Stephen McCaughey, Terrill Calliham’s attorney, stressed in his opening statement that the defendants have the right to a presumption of innocence, and that the guilt of each must be proven beyond a reasonable doubt.

"Terrill Calliham will present evidence that he was somewhere else at the time Misty Ernst says this crime was committed," McCaughey said, urging the jury to "keep an open mind."

In his cross-examination of Ernst, McCaughey brought out that she’d made conflicting statements to investigators, finally giving the version retold in court only after she was threatened with possible imprisonment and losing custody of her young son.

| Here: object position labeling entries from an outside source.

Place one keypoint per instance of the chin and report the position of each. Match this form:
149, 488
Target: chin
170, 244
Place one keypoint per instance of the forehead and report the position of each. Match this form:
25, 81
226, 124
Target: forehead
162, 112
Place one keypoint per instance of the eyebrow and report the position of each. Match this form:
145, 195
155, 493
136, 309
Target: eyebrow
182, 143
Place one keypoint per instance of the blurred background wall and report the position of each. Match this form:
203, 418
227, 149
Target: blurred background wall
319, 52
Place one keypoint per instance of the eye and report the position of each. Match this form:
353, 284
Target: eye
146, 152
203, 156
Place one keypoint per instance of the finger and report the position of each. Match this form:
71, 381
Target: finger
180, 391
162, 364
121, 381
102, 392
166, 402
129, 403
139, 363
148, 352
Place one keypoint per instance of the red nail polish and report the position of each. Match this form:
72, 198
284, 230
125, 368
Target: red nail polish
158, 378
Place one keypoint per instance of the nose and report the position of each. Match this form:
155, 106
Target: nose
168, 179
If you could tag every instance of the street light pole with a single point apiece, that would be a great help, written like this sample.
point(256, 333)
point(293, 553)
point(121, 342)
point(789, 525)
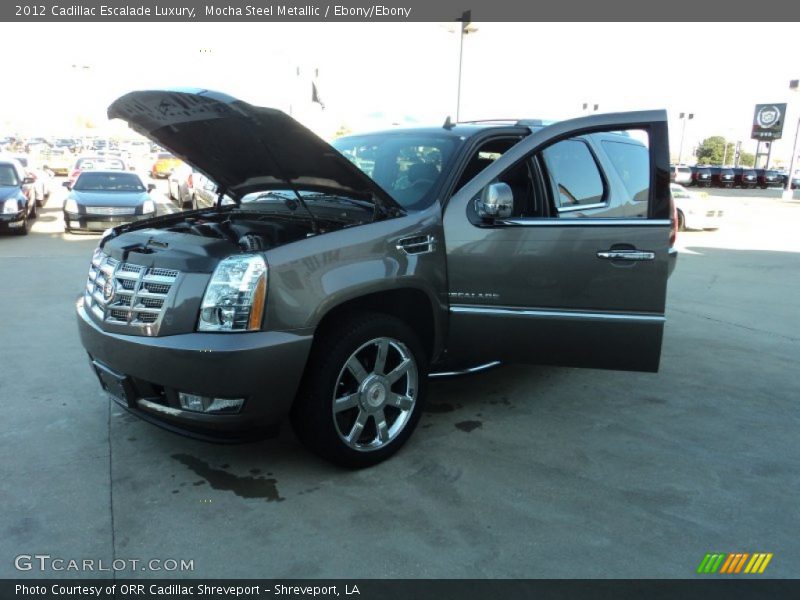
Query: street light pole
point(787, 191)
point(466, 27)
point(684, 117)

Ernst admitted telling police before Eaton’s body was found that he might have been in hiding because he owed drug dealers money. She testified that she’d actually heard this rumor in Dove Creek even though, of course, she knew it wasn’t true.

She also admitted telling classmates at Pueblo Community College after his remains were discovered that Eaton had been shot and tortured over a period of time by people who were drinking beer, another rumor that had been going around Dove Creek.

Ernst testified that she’d also tried to lay the entire blame on Terrill Calliham to "protect Jordan."

Three young men who had been inmates in the San Juan County Jail with Jordan Calliham were called as witnesses by County Attorney Craig Hall and testified he’d given them similar and graphic accounts of Eaton’s slaying:

• One said he’d told Deputy Greyson Redd of a conversation during which Jordan Calliham related that he and his girlfriend "were present" when the victim was killed along a country road.

• Another testified Calliham had told him the killing was over money that Eaton owed him for a quarter-pound of marijuana, and that even though the victim was his best friend, he "got what he deserved."

• A third former inmate testified that Calliham told him he’d "capped" Eaton because he owed him $300 for cocaine.

Happy Morgan, Jordan Calliham’s attorney, provided no clue about her defense strategy, postponing her opening statement until the prosecution is finished. Morgan did bring out, under her cross-examination of Ernst, that the state’s star witness began a sexual relationship with Jordan Calliham when he was 14 years old.

The trial is expected to conclude today or Friday.